Tentou na palavra o extremo-tudo (…)

(…) Poupem-no o desperdício de explicar o ato de brincar.

A dádiva de antes (a obra) excedeu-se no luxo.

O Caderno Rosa é apenas resíduo de um “Potlatch”. *

E hoje, repetindo Bataille:

“Sinto-me livre para fracassar.”

 

Retorno, agora, ao primeiro poema da segunda parte, VIA ESPESSA:

De cigarras e pedras, querem nascer palavras.

Mas o poeta mora

A sós num corredor de luas, uma casa de águas.

De mapas-mundi, de atalhos, querem nascer viagens.

Mas o poeta habita

O campo de estalagens da loucura.

 

Da carne de mulheres, querem nascer os homens.

E o poeta preexiste, entre a luz e o sem nome.

 

Não sendo crítica, não procuro contabilizar as assonâncias ou a métrica, nem sou capaz de “decifrar”um poema. O que me espanta e encanta em Hilda Hilst é a desenvoltura com que ela junta o injuntável, o disjunto, o díspare, o que só no sonho se congrega. E de repente tudo se combina, um novo mundo é criado, um cosmo onde o caos ainda ressoa presente, forte.

Para terminar o que foi apenas um passeio, copio ainda este poema que muito me emociona e que parece evocar um amor ferido, perdido e talvez  reencontrado:

(De AMAVISSE, IX 🙂

Amor chagado, de púrpura, de desejo

Pontilhado. Volto à seiva de cordas

Da guitarra, e recheio de sons o teu jazigo.

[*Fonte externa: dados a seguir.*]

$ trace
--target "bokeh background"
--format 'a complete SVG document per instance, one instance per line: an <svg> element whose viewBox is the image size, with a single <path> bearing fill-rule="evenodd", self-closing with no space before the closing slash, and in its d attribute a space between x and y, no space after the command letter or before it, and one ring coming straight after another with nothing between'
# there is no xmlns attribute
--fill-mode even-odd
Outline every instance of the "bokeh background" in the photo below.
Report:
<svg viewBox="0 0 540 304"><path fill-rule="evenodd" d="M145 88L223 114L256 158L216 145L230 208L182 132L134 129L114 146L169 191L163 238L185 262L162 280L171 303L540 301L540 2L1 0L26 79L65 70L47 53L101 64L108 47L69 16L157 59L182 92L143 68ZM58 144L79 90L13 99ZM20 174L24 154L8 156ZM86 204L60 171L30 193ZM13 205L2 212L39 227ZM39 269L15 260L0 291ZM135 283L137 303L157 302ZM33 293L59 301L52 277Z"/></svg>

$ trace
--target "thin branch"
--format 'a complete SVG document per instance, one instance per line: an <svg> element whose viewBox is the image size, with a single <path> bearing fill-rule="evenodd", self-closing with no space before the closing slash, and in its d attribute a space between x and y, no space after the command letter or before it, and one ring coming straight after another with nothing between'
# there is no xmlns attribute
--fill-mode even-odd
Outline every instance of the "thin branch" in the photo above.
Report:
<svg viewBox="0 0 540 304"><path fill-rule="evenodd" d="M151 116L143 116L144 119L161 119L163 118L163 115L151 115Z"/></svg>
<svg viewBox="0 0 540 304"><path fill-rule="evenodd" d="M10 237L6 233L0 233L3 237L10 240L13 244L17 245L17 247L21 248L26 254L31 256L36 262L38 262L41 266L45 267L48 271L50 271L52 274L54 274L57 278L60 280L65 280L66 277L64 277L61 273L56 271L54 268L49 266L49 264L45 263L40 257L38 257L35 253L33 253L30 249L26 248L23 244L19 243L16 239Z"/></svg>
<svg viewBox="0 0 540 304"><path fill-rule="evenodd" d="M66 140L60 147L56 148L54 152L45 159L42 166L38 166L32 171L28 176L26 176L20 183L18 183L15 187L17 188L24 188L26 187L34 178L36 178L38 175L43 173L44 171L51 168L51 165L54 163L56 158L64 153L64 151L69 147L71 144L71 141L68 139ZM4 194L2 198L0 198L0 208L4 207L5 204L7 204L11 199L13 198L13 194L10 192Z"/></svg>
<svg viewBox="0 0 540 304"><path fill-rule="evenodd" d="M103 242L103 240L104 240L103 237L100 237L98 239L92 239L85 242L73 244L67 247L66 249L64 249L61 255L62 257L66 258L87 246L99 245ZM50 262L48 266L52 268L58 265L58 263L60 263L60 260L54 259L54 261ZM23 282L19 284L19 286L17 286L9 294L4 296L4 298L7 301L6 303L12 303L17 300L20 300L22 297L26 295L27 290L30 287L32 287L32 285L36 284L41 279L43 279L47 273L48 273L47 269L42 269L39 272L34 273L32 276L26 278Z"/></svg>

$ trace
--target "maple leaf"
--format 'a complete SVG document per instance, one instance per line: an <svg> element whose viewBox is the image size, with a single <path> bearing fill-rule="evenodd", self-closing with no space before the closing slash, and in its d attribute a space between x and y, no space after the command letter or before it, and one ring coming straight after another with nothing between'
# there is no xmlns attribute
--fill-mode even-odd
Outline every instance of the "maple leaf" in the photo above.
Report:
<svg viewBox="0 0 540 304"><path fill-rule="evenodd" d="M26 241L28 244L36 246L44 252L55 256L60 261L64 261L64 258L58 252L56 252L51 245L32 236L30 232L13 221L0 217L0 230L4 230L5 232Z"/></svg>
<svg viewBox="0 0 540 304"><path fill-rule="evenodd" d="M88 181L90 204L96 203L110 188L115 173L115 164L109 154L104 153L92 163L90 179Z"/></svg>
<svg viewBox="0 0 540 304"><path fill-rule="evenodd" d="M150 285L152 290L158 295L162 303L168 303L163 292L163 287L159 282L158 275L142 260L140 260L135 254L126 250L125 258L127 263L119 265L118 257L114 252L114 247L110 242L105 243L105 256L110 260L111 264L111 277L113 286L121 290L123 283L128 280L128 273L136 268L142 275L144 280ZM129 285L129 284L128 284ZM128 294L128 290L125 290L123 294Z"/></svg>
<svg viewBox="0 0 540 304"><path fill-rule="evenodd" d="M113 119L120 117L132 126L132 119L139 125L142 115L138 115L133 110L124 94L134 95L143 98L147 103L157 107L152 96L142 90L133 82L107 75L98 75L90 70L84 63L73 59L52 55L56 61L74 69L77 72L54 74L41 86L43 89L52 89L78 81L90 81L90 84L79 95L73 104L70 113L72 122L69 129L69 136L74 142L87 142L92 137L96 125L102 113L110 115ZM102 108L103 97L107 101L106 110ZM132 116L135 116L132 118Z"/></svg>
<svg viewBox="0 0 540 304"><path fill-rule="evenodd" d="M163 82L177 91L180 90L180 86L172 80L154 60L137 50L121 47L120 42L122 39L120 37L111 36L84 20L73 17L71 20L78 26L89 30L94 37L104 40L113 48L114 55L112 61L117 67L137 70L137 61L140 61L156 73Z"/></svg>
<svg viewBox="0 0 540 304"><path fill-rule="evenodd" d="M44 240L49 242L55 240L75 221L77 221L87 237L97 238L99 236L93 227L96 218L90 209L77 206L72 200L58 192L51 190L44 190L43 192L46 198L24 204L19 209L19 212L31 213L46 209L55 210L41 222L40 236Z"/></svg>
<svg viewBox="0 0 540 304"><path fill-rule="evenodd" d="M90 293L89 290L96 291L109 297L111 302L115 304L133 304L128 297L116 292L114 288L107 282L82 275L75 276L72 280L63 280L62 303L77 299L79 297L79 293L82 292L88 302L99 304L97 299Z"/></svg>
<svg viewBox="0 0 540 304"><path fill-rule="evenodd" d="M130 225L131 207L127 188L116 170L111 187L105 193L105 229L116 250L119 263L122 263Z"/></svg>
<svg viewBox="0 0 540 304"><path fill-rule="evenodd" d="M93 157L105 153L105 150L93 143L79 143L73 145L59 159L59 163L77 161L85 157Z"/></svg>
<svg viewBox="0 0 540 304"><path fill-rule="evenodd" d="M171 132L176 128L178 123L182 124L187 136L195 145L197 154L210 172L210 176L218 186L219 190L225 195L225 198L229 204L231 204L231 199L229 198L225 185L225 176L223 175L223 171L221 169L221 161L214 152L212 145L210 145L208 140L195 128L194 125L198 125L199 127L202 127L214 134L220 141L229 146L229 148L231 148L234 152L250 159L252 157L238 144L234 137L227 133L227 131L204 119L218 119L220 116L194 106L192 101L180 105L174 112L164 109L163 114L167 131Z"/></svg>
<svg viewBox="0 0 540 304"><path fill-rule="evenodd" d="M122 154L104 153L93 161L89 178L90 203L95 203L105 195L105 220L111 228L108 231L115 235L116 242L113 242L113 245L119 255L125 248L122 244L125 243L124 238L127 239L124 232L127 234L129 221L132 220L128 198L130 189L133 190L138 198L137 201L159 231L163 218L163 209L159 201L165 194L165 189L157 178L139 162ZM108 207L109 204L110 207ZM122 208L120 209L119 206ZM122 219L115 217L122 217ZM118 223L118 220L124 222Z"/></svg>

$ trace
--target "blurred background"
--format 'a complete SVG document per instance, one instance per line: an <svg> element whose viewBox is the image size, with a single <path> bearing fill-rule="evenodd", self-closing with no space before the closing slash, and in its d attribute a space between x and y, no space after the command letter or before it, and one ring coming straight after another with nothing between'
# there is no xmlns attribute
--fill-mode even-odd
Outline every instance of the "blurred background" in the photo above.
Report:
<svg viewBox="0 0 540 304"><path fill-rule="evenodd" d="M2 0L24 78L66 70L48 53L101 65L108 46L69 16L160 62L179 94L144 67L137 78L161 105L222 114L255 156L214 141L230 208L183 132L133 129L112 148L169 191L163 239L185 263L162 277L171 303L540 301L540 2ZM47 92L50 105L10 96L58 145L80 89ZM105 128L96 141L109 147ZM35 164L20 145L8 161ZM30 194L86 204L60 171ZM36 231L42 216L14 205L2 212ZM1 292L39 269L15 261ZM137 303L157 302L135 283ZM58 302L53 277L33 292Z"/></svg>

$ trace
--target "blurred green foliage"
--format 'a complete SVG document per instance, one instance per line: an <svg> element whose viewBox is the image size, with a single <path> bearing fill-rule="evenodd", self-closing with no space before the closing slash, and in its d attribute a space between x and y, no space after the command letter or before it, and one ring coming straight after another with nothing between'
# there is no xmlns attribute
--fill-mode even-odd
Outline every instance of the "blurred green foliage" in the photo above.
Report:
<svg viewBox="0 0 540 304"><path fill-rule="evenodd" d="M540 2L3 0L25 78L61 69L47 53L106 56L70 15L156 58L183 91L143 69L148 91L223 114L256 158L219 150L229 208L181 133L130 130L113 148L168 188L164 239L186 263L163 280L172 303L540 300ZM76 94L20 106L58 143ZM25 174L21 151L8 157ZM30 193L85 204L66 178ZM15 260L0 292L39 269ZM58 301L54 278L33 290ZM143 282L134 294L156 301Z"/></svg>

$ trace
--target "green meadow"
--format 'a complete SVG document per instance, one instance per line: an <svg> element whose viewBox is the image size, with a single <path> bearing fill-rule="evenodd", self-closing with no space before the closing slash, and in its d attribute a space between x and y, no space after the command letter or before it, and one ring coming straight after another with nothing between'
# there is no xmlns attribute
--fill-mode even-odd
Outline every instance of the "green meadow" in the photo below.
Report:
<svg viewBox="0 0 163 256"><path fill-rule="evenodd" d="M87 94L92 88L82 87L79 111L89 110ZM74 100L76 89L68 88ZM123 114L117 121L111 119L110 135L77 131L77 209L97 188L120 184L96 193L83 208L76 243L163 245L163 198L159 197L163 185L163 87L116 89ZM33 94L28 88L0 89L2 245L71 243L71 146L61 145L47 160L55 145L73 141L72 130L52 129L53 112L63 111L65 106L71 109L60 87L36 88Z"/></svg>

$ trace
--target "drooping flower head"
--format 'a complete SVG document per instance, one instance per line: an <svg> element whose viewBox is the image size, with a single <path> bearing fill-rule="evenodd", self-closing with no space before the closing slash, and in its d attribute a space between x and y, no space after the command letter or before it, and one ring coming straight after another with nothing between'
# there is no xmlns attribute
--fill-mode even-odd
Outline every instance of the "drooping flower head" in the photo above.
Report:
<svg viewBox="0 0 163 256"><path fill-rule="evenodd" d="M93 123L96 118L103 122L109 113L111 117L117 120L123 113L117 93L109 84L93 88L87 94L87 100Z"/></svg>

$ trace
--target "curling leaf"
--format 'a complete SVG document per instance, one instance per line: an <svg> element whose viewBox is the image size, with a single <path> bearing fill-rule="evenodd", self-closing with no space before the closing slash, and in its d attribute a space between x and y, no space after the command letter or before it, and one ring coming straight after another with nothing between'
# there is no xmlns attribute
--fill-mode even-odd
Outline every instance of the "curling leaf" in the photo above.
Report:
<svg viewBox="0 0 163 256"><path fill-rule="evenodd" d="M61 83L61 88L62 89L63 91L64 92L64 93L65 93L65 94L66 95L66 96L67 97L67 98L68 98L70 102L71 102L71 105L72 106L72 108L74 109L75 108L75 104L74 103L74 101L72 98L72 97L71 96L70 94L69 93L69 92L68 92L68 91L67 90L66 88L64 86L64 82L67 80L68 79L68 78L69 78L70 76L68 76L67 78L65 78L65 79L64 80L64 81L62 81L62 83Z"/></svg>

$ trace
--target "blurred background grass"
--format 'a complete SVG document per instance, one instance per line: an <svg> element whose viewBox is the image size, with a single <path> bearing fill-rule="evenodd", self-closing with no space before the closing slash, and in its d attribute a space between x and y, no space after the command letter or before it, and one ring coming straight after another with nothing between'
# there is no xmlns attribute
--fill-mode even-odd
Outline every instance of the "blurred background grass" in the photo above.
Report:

Volto empoeirada de vestígios, arvoredo de ouro

Do que fomos, gotas de sal na planície do olvido

Para reacender a tua fome.

 

Amor de sombras de ocasos e de ovelhas.

Volto como quem soma a vida inteira

A todos os outonos. Volto novíssima, incoerente

Cógnita

Como quem vê e escuta o cerne da semente

E da altura de dentro já lhe sabe o nome.

 

E reverdeço

No rosa de umas tangerinas

E nos azuis de todos os começos.

 

Como não sermos gratos a tanta beleza?

 

*”O potlatch é uma cerimônia com caráter de festa, no decurso da qual um chefe indígena oferece ostensivamente uma quantidade enorme de riquezas a um rival, para humilhá-lo ou desafiá-lo.

(… )Praticado no decurso de uma iniciação, de um casamento, de funerais ou de ascensão ao poder, o potlatch muda de forma segundo as tribos e segundo a importância de quem o organiza.”